In the second quarter of this year, the 18 U.S. companies Rystad tracks posted a reinvestment rate of 72%. The rate is the percentage of cash flow from operations allocated to capital spending. That was the highest reinvestment rate since the second quarter of 2020, when it reached 150%. Reinvestment rates above 100% have been common when producers sniff higher profits.
What it means is production companies are not borrowing in order to invest more in greater production. As Rystad mentioned earlier, U.S. production companies are focused on shareholder growth, not higher production.
Another energy industry advisory firm, RBN Energy, posted a report based on producers’ comments related to capital spending for 2023 and, in passing, 2024. Producers have been hit with higher prices for goods and services, just like the rest of us, but RBN notes that companies are suggesting that costs have flattened out and may even decline in 2024. Some companies are even using the magic word–deflation.
From a low of $34 billion in the pandemic year of 2020, capital spending (capex) rose just 6% to $39.1 billion in 2021 and jumped 54% to $60.1 billion in 2022, due at least in part to inflation. At the beginning of 2022, the 42 exploration and production (E&P) companies RBN tracks guided capex up 24% to $50 billion.
Initial guidance for 2023 pegged capex at $70.7 billion, up 17% year over year and just 3% below the pre-pandemic level of $72.9 billion in 2019. RBN’s Nick Cacchione writes, “The increase largely reflects a combination of inflation and increased organic capital outlays related to acquisition activity.” Cacchione goes on:
[A] recent jump in the reinvestment rate — the percentage [operating cash flow] allocated to capital spending — from an all-time low of 39% in 2022 to 76% in Q2 2023 … [H]igher Q3 realizations are brightening the outlook for rising profits and cash flows … E&P managements indicated in their recent earnings calls that the major factors influencing spending were increased capital efficiency and, most importantly, a strong positive (i.e., downward) trend in the costs of oilfield goods and services.
For next year, only Devon Energy has issued early capex guidance.

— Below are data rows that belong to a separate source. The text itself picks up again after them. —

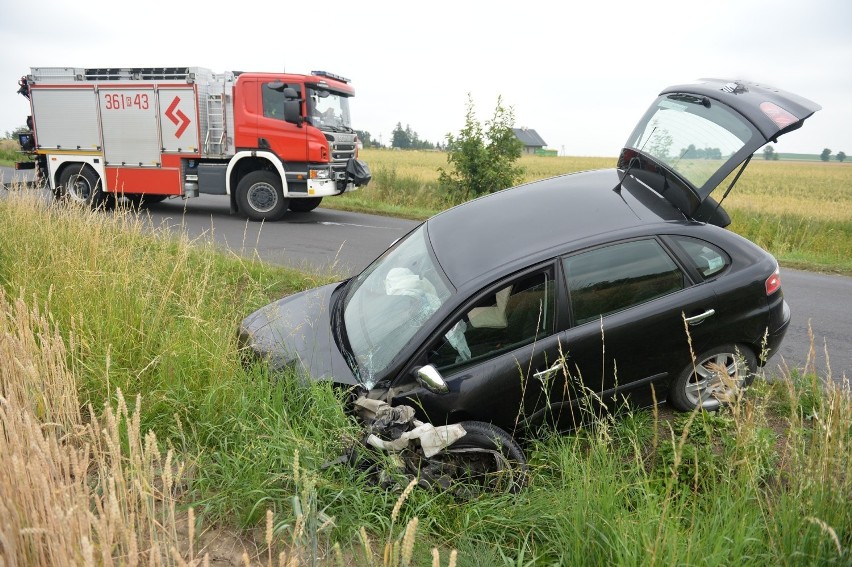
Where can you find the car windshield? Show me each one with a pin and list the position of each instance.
(691, 135)
(329, 110)
(388, 302)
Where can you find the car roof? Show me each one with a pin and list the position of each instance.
(504, 231)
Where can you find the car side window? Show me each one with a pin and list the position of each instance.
(518, 313)
(707, 258)
(611, 279)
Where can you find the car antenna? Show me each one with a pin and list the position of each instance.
(733, 182)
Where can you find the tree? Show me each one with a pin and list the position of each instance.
(399, 137)
(364, 137)
(482, 158)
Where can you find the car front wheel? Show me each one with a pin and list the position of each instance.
(715, 378)
(487, 458)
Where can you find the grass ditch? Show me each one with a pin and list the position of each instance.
(133, 434)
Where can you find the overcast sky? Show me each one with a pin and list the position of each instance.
(580, 74)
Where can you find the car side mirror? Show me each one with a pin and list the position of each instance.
(429, 377)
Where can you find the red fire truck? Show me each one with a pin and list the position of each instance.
(269, 141)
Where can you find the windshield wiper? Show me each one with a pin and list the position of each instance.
(338, 329)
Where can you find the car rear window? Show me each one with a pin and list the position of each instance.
(708, 259)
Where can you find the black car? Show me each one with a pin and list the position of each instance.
(614, 285)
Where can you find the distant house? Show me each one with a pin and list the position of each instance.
(530, 139)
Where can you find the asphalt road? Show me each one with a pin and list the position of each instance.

The E&P firm believes that spending will be flat with its current 2023 guidance of $3.5 billion. RBN notes that Devon’s guidance “matched the rhetoric in nearly all the companies’ reports.”
So, even though crude oil prices are above $90 a barrel (up a third since late June), E&P companies are keeping their powder dry, waiting to see if cost deflation will continue and if there is further change in commodity prices. Overall, E&P firms seem to be looking forward to single-digit production gains even with no additional spending.
Neither Rystad nor RBN sees a burst of capital spending by U.S. shale drillers. If that turns out to be the case, the Saudis and OPEC+ are indeed likely to regain the control of the global oil market that they lost in 2008.